IEEE Trans Neural Netw Learn Syst. 2023 May;34(5):2466-2479. doi: 10.1109/TNNLS.2021.3106702. Epub 2023 May 2.
Unsupervised dimension reduction and clustering are frequently used as two separate steps to conduct clustering tasks in subspace. However, the two-step clustering methods may not necessarily reflect the cluster structure in the subspace. In addition, the existing subspace clustering methods do not consider the relationship between the low-dimensional representation and local structure in the input space. To address the above issues, we propose a robust discriminant subspace (RDS) clustering model with adaptive local structure embedding. Specifically, unlike the existing methods which incorporate dimension reduction and clustering via regularizer, thereby introducing extra parameters, RDS first integrates them into a unified matrix factorization (MF) model through theoretical proof. Furthermore, a similarity graph is constructed to learn the local structure. A constraint is imposed on the graph to guarantee that it has the same connected components with low-dimensional representation. In this spirit, the similarity graph serves as a tradeoff that adaptively balances the learning process between the low-dimensional space and the original space. Finally, RDS adopts the l -norm to measure the residual error, which enhances the robustness to noise. Using the property of the l -norm, RDS can be optimized efficiently without introducing more penalty terms. Experimental results on real-world benchmark datasets show that RDS can provide more interpretable clustering results and also outperform other state-of-the-art alternatives.

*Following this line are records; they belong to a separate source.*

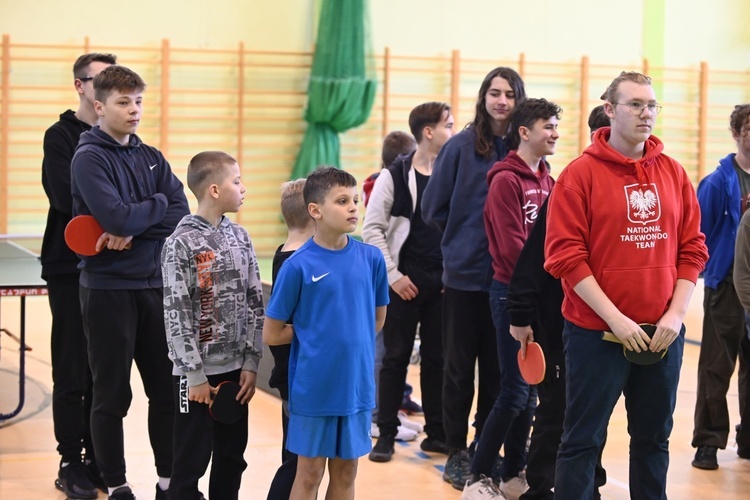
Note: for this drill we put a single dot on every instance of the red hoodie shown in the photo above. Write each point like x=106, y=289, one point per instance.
x=513, y=200
x=632, y=224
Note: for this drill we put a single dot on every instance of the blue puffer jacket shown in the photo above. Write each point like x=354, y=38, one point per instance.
x=720, y=201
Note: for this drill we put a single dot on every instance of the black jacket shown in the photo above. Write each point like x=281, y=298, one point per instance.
x=131, y=191
x=535, y=296
x=60, y=142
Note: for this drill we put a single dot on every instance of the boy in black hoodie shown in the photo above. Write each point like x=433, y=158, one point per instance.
x=71, y=377
x=131, y=191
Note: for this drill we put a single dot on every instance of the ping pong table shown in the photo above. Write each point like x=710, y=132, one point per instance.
x=20, y=276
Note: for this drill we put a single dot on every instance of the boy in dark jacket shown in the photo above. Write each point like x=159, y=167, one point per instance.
x=71, y=377
x=131, y=191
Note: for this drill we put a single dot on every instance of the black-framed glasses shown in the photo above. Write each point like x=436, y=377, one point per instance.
x=637, y=108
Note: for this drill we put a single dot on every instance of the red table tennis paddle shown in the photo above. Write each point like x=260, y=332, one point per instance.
x=639, y=358
x=82, y=233
x=224, y=407
x=533, y=367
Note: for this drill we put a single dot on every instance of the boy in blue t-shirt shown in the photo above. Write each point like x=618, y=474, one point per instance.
x=334, y=290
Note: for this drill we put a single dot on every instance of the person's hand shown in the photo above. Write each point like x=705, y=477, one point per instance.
x=405, y=288
x=200, y=393
x=523, y=334
x=247, y=381
x=630, y=334
x=667, y=330
x=113, y=242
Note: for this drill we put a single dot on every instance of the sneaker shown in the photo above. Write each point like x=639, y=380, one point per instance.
x=122, y=493
x=483, y=489
x=383, y=450
x=72, y=481
x=402, y=434
x=411, y=407
x=410, y=424
x=514, y=487
x=458, y=469
x=705, y=458
x=160, y=493
x=95, y=475
x=434, y=445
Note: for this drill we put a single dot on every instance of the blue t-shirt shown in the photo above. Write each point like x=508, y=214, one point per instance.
x=330, y=297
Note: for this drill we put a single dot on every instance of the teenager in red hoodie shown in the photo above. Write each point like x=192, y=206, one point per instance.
x=518, y=185
x=623, y=234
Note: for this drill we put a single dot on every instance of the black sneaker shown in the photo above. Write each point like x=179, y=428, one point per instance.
x=458, y=469
x=383, y=449
x=72, y=481
x=95, y=475
x=705, y=458
x=434, y=445
x=122, y=493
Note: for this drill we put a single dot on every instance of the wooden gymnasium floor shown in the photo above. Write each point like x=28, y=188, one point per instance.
x=28, y=461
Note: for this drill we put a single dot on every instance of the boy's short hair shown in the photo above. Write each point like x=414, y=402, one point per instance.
x=81, y=66
x=395, y=144
x=427, y=114
x=610, y=95
x=526, y=114
x=293, y=207
x=598, y=119
x=206, y=168
x=739, y=118
x=117, y=78
x=320, y=181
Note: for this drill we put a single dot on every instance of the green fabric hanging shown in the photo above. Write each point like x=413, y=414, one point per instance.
x=342, y=85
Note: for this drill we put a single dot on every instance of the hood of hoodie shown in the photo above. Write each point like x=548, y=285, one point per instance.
x=515, y=164
x=603, y=152
x=97, y=136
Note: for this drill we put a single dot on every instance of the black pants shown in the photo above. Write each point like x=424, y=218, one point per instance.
x=468, y=336
x=399, y=332
x=198, y=438
x=723, y=343
x=71, y=377
x=123, y=326
x=281, y=486
x=548, y=429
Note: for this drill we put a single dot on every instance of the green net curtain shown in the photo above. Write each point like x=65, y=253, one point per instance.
x=342, y=84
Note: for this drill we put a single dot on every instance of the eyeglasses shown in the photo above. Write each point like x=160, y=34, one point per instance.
x=637, y=107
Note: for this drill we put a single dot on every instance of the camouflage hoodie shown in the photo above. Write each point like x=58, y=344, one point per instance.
x=213, y=299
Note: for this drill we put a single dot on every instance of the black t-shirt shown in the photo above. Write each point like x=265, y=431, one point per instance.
x=423, y=243
x=280, y=373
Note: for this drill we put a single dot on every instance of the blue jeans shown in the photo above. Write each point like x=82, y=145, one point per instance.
x=597, y=373
x=509, y=422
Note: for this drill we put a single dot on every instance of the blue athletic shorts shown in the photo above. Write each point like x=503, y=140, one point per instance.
x=331, y=437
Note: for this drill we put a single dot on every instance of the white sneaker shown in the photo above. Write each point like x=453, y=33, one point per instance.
x=483, y=489
x=410, y=424
x=403, y=433
x=514, y=488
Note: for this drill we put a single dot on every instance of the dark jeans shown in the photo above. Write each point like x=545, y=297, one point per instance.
x=509, y=422
x=548, y=427
x=723, y=343
x=198, y=439
x=123, y=326
x=71, y=377
x=399, y=332
x=597, y=373
x=468, y=336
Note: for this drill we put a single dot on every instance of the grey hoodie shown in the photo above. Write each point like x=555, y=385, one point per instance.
x=213, y=299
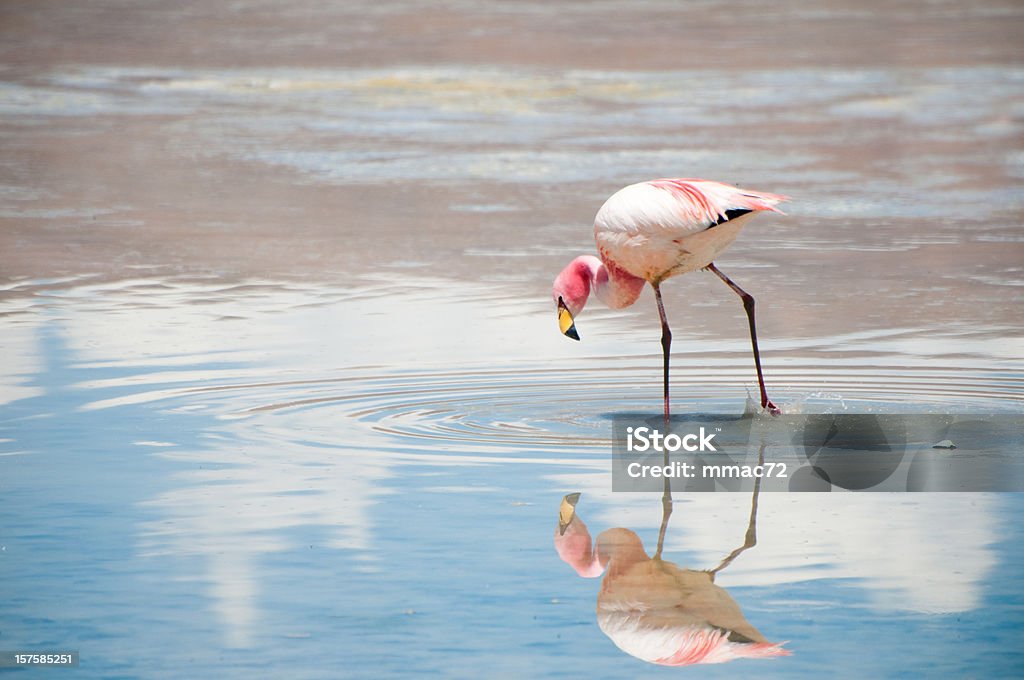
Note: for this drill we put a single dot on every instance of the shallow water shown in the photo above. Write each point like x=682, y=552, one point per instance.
x=281, y=390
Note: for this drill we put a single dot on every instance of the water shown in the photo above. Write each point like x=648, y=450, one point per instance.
x=282, y=390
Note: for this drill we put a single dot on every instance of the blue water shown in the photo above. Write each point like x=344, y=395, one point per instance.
x=282, y=393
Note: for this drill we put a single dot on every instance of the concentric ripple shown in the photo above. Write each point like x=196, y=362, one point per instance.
x=531, y=409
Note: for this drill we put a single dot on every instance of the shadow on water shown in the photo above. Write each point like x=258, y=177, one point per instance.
x=653, y=609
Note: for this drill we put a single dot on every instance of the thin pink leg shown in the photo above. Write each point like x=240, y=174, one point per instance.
x=749, y=306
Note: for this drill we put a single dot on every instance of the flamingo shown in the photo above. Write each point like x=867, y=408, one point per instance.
x=650, y=231
x=653, y=609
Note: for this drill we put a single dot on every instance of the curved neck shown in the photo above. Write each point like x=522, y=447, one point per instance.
x=612, y=286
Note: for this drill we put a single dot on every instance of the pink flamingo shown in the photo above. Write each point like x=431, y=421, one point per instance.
x=650, y=231
x=653, y=609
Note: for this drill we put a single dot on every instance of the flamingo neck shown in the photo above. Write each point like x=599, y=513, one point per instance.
x=614, y=287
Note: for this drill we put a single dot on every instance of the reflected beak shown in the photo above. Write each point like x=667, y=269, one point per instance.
x=565, y=323
x=566, y=512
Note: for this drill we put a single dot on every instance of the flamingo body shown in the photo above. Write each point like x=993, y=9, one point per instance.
x=665, y=227
x=652, y=230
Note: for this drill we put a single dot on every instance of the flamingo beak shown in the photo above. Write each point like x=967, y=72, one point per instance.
x=566, y=512
x=565, y=323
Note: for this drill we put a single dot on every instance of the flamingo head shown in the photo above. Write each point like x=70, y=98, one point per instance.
x=569, y=292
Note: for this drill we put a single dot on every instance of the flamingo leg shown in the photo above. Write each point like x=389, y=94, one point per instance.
x=666, y=351
x=666, y=346
x=749, y=306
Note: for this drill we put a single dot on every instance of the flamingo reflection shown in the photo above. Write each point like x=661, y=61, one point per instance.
x=653, y=609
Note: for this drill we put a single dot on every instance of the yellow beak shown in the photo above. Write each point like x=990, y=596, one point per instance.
x=565, y=323
x=566, y=512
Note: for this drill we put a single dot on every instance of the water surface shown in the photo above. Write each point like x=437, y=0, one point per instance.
x=282, y=390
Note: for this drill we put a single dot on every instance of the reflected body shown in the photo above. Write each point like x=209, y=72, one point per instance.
x=653, y=230
x=653, y=609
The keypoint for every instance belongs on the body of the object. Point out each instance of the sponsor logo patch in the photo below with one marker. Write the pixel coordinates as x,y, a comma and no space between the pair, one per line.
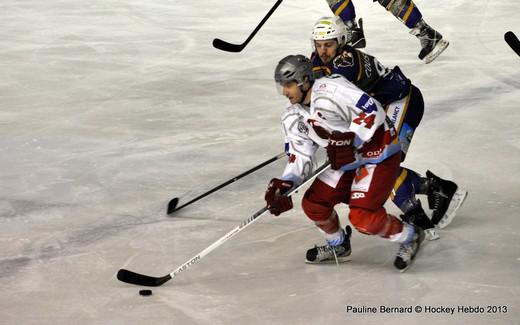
367,104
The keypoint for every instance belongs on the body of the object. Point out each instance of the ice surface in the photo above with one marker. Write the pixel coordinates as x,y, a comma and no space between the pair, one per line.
108,109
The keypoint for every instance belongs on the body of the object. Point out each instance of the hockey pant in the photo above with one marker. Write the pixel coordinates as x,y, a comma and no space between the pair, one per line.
406,114
365,190
404,10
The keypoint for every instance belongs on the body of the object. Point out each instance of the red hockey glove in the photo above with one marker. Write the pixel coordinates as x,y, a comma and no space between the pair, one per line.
278,203
341,149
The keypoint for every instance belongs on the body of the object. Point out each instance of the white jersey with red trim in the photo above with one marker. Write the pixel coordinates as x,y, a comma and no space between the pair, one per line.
338,105
300,143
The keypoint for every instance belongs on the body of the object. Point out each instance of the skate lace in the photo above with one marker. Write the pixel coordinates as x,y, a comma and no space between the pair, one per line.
328,251
437,196
405,251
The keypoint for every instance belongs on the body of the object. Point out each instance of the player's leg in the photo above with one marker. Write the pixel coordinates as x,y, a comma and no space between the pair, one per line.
432,43
370,189
330,188
403,196
444,196
346,11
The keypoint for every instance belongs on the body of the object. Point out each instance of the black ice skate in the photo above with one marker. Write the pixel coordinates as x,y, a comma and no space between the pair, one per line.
331,254
355,34
408,251
444,198
418,217
432,43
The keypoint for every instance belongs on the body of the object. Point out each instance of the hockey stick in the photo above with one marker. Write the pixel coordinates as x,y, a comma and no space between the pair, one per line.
151,281
228,47
512,41
172,205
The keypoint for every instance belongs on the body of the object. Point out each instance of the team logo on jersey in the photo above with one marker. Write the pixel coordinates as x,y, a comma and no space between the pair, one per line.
332,3
303,128
344,60
367,104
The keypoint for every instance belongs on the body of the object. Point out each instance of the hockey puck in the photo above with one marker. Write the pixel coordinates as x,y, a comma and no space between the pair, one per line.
145,292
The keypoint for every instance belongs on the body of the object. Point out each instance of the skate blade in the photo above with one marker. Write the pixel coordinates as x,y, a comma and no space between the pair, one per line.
420,243
456,202
437,50
340,260
431,234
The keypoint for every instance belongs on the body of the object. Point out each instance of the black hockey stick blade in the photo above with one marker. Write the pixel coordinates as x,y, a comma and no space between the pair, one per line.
141,279
229,47
172,204
512,41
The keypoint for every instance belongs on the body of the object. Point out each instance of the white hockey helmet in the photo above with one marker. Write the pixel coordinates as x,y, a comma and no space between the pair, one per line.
330,28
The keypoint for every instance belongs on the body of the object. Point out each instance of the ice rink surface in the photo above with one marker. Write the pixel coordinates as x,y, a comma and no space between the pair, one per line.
108,109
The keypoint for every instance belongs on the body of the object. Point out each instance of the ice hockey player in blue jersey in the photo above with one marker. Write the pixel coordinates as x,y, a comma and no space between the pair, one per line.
432,43
405,106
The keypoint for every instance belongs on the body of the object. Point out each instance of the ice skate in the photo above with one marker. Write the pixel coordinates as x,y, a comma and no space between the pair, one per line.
456,202
408,251
331,254
444,198
432,43
355,34
418,217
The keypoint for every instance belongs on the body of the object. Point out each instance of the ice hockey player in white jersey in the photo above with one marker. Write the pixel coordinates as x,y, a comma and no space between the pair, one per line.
404,105
364,154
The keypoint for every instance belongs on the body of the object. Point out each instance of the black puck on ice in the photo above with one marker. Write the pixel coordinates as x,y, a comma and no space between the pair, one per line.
145,292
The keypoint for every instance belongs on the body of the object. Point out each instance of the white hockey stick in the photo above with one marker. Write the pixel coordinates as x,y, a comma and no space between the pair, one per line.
150,281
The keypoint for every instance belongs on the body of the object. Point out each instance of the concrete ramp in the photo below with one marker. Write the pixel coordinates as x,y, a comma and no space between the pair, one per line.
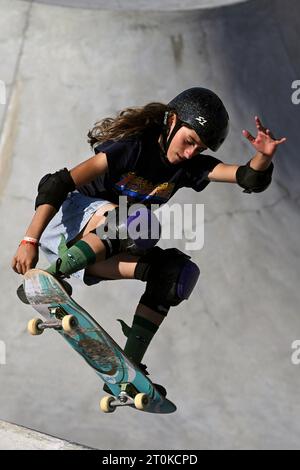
13,437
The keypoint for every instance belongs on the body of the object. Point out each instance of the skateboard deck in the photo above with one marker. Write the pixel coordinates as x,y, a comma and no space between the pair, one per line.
128,384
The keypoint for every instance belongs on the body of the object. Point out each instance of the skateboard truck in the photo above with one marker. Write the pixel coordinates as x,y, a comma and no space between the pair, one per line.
36,326
139,401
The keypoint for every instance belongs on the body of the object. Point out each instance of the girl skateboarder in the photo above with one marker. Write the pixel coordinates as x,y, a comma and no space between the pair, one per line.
146,154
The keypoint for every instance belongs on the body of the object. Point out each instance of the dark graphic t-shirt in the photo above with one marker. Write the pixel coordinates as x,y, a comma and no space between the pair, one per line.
138,169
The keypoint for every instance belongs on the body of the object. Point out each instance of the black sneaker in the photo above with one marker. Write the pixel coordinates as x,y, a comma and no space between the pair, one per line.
158,387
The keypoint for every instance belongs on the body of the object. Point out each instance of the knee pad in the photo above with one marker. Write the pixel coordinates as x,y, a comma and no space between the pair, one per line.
170,275
134,233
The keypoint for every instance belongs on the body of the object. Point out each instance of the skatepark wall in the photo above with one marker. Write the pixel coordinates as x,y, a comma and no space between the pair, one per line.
13,437
225,355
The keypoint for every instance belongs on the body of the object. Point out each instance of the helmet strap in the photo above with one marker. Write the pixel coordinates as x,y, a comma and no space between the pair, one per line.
168,139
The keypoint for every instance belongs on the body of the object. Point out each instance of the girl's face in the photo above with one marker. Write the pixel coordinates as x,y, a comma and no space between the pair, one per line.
185,144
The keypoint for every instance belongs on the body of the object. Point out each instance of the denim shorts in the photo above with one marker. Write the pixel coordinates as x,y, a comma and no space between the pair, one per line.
72,217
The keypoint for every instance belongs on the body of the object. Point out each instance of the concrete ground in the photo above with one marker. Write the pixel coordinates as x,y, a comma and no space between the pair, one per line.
225,354
14,437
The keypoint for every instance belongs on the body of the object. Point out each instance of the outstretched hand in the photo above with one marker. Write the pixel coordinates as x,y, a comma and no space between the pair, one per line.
264,142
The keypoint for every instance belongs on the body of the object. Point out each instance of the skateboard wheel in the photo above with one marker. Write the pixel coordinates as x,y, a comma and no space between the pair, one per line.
105,405
141,401
69,322
33,326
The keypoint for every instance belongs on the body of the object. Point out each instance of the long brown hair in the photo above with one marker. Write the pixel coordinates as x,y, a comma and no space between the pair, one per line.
129,122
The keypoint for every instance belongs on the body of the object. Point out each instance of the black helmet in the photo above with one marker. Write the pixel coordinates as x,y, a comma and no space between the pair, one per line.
203,111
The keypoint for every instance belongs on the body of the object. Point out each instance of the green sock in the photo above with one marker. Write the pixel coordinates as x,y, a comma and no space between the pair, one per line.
73,259
139,338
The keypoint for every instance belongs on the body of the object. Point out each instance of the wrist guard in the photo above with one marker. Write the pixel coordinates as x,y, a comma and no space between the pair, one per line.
253,180
54,188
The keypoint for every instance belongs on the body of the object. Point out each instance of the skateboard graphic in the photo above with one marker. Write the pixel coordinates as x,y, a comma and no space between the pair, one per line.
127,383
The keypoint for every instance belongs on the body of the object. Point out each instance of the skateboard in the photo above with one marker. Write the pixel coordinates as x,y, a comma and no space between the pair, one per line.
129,386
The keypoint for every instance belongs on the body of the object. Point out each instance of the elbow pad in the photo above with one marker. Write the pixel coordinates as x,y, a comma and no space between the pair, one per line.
253,180
54,188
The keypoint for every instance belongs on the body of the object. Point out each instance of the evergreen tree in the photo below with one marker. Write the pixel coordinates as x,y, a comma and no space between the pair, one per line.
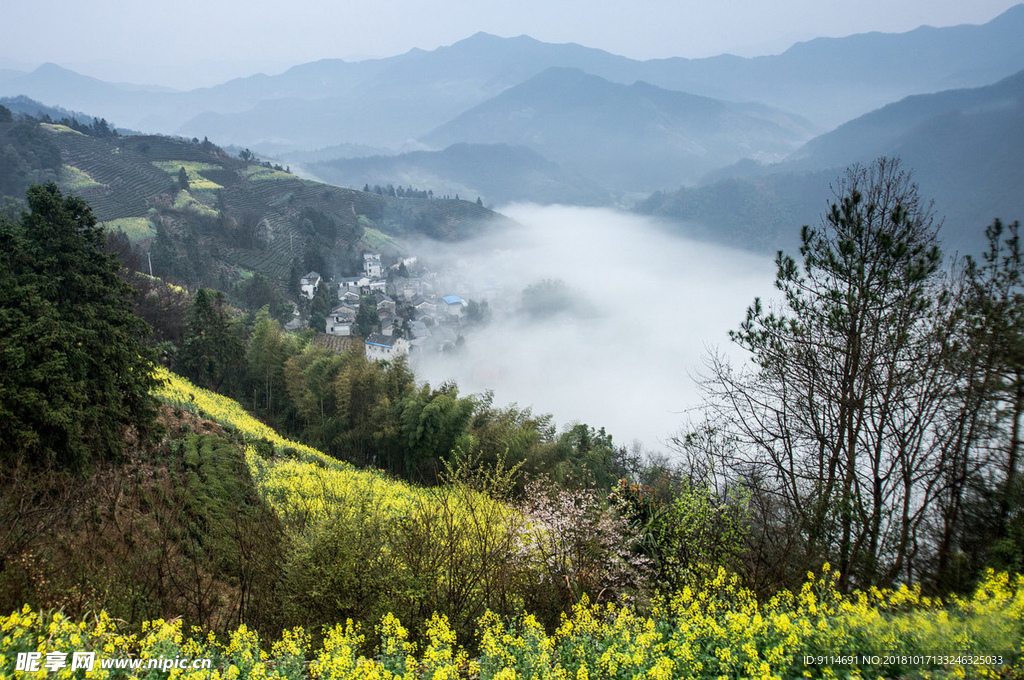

无监督降维和聚类经常被用作在子空间中进行聚类任务的两个独立步骤。然而,两步聚类方法不一定能反映子空间中的聚类结构。此外,现有的子空间聚类方法没有考虑低维表示和输入空间中局部结构之间的关系。为了解决上述问题,我们提出了一种具有自适应局部结构嵌入的鲁棒判别子空间 (RDS) 聚类模型。具体来说,与现有的通过正则化将降维和聚类结合起来从而引入额外参数的方法不同,RDS 首先通过理论证明将它们集成到一个统一的矩阵分解 (MF) 模型中。此外,构建了一个相似性图来学习局部结构。对图施加约束,以确保它与低维表示具有相同的连通分量。按照这种精神,相似性图作为一种折衷方案,自适应地平衡低维空间和原始空间的学习过程。最后,RDS 采用 l -范数来测量残差,从而提高了对噪声的鲁棒性。利用 l -范数的性质,RDS 可以在不引入更多惩罚项的情况下高效优化。在真实基准数据集上的实验结果表明,RDS 可以提供更具可解释性的聚类结果,并且优于其他最先进的替代方案。